House debates

Tuesday, 7 February 2023

Adjournment

Victoria: Timber Industry

7:30 pm

Photo of Darren ChesterDarren Chester (Gippsland, National Party) Share this | Hansard source

People and wildlife die in poorly managed forests, and Victorian Premier Dan Andrews's plan to shut down the native timber industry is a plan to kill country towns, to kill wildlife and to kill Australian jobs. The combined impact of judicial activism, environmental protest, green lawfare and the abject failure of the Victorian Labor government to support our world-class and environmentally sustainable timber industry is devastating regional communities across Gippsland. Every worker who loses their job, every family facing financial stress—and the difficult decision to leave the community they love—has just one man to blame, and that man is Premier Dan Andrews and a Labor Party in Victoria that doesn't care about blue-collar workers anymore.

The native hardwood timber industry has changed dramatically over the past 30 years. It's now a sophisticated, world-class and environmentally sustainable industry that supports Australian jobs, protects our communities and wildlife from bushfires and reduces our carbon footprint. The alternative to harvesting local timber on a long-term rotational basis is to import more timber from countries with poorer environmental protocols.

Victorian Labor's failure to support the timber industry is already costing jobs. We've seen jobs lost in Australian Paper, which is no longer producing white copy paper in Australia. Australia now imports all its white copy paper. So much for Labor supporting the manufacturing sector!

A sustainable Victorian hardwood timber industry is part of the answer to reducing Australia's carbon emissions—as timber products sequester carbon in our floorboards, furniture and other timber products. Regrowing trees can increase and maintain the role of forests as carbon sinks, and is the ultimate renewable resource.

It's important to note that our most environmentally important forest areas are already protected, with more than 3.3 million hectares of conservation areas that can never be harvested in our state. We can all be proud of the fact that Victorian old-growth forest areas are already protected, enhancing biodiversity in our community. Every tree that is harvested by the timber industry is regrown, by law, and VicForests harvests and regenerates approximately 3,000 hectares each year from multiple-use public forests.

Apart from the 21,000 jobs, which are essential for country towns across Victoria and the furniture industry in Melbourne, the skills of the Gippsland timber industry workers help to keep us safe during bushfires. If the industry is shut down, as Dan Andrews plans, they will be lost forever.

Going back to where I started, people and wildlife die in poorly managed forests. All of the Black Summer bushfires started on public land that had incredibly high fuel loads after decades of mismanagement due to a chronic lack of staff and resources and a lack of commitment to protecting our community from wildfire.

We need active forest management in our region which allows for multiple uses such as camping, hiking, prospecting, beekeeping, fishing and a sustainable native hardwood timber industry. The skills of the timber industry workers should be utilised further, to maintain forest access roads and strategic fire breaks around critical assets like water catchments, towns and highways, with the timber harvested for the benefit of everyone.

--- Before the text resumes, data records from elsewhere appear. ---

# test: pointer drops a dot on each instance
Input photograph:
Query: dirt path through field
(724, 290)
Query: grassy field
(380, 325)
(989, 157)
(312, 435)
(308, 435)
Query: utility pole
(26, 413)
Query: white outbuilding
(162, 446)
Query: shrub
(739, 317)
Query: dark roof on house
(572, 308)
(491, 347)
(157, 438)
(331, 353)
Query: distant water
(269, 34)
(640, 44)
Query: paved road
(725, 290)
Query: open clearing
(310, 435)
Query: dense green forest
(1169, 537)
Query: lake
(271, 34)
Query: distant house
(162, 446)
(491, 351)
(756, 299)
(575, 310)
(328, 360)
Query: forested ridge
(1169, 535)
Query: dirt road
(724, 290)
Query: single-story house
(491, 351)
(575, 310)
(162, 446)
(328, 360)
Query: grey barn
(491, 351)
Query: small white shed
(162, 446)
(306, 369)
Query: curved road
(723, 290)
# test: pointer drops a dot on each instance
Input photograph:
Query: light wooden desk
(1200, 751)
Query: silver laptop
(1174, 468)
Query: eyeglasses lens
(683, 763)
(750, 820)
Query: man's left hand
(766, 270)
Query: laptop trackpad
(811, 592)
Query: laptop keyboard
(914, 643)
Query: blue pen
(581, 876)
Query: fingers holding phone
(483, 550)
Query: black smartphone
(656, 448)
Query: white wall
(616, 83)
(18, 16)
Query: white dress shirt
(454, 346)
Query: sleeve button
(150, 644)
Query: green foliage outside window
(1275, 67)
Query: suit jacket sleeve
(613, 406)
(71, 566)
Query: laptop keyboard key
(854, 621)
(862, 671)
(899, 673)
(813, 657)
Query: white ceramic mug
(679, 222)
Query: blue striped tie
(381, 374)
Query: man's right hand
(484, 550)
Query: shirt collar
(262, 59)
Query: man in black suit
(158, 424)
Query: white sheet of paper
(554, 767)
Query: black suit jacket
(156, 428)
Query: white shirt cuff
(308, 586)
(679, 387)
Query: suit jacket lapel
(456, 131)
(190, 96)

We need more boots and less suits—that's more boots on the ground doing the fuel reduction work and the other practical environmental activities, and less suits in Melbourne making excuses and stupid, politically motivated decisions which endanger the lives of locals and visitors.

Under Labor's plan to shut down the native hardwood timber industry by 2030, I am worried about all jobs at Australian Paper's manufacturing plant and every town with a timber manufacturing industry or workers who support the harvest and horti sector.

It's not just me making this point. Labor's own supporters in the unions are disgusted by the way this premier is treating timber families. Michael O'Connor, from the CFMEU, wrote:

… federal Labor's task of convincing blue-collar workers and communities they will be looked after is threatened by the approach of the Andrews government toward timber workers and their communities.

Because these workers are being thrown on the scrap heap.

When Daniel Andrews announced that his government would halve the Victorian native forest industry from 2024 and shut it down completely by 2030, it was a hammer blow which blindsided thousands of Victorian timber workers, their families and communities, and shocked and devastated an entire industry.

That's Michael O'Connor from the CFMMEU. He went on to say:

The only type of transition that the current Victorian Government proposal offers for the worker, their family and community is a transition into poverty.

This is from the union movement, not from the National Party.

At least one federal member of parliament, Senator Raff Ciccone in the other place, took the time to visit Gippsland and understand the industry. It's a pity none of his Melbourne Labor mates in the Victorian government could be bothered driving two hours to find out more of the facts. As the member for Gippsland, I will continue to make the case to save Gippsland timber families from Dan Andrews's plan to ban them into poverty.